Payroll services is business income & not taxable in absence of PE and no FTS clause in tax treaty
Karnataka High Court ruling wherein it was held that the payments made for payroll services to a Philippines entity were on account of business income and not taxable in India due to the absence of a permanent establishment (PE) in India.
Brief facts of the case
- Taxpayer is engaged in the business of information technology services. They had entered into a agreement with customer for rendering payroll related services;
- The services to be rendered by the Indian entity were outsourced to its Philippines counterpart. In addition, it had also outsourced certain human resource services to Philippines entity for the project;
- The Assessing Officer(‘AO’) held that the payments made to Philippines entity were in the nature of Fees for Technical Services (‘FTS’) and since the Indian entity had failed to withhold tax under Section 195 of the Income Tax Act, 1961 (‘ITA’), it was assessee-in-default in terms of Section 201(1);
- The CIT(A) confirmed AO’s order. The same was challenged before the Tribunal and it held that the payments made by the Indian entity were not chargeable to tax under the India-Philippines DTAA and thus no tax was required to be deducted. Hence, Revenue appealed before the Karnataka High Court (‘HC’).
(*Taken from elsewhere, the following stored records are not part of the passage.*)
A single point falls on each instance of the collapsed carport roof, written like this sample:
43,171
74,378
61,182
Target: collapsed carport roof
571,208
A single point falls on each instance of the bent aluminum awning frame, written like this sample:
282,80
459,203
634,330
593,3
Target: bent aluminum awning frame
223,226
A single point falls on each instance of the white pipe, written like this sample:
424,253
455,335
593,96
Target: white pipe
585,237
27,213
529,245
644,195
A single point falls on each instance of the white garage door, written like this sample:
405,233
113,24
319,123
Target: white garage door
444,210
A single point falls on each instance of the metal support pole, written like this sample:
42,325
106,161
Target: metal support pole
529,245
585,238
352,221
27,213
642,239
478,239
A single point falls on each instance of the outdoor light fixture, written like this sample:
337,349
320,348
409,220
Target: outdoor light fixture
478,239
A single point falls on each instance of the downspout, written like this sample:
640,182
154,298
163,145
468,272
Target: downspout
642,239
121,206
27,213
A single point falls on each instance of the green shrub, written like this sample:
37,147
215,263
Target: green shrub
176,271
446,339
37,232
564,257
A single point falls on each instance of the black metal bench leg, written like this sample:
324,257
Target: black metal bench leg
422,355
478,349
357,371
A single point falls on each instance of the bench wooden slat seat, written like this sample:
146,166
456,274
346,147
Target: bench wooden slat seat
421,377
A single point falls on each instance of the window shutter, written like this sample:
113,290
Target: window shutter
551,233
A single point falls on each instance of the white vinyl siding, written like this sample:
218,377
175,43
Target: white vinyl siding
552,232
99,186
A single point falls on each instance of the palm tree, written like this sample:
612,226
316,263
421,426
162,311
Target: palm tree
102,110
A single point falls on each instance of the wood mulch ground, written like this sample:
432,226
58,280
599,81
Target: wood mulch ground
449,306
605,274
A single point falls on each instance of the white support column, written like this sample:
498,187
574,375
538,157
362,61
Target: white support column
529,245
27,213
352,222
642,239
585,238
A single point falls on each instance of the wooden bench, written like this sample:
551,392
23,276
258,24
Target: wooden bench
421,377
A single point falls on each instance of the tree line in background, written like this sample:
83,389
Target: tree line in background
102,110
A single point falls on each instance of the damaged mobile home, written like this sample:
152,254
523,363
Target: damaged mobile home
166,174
Key excerpts from the ruling
- HC observes that as far as the Philippines entity is concerned, it works like a sub-contractor under the Indian entity and earns profit by rendering outsourced payroll services;
- Upholds tribunal’s order holding that the Philippines entity was not rendering any technical service and therefore, the income in the hands of the Philippines entity is a business income;
- Further observes that since the Philippines entity does not have a PE in India, HC opines that tribunal rightly held that as per Article 7(1) and Article 23 of the agreement, the business profit of the Philippines entity shall be taxable only in its State of residence;
- As regards to Tribunal’s finding that Double Taxation Avoidance Agreement (DTAA) does not define FTS, HC states that the question does not arise for consideration as Revenue itself has taken a specific contention that FTS was absent under the India-Philippines Treaty;
- Accordingly held that the payments received by the Philippines entity shall not be liable for TDS under Section 195 and thus the Indian entity cannot be deemed as ‘assessee-in-default’.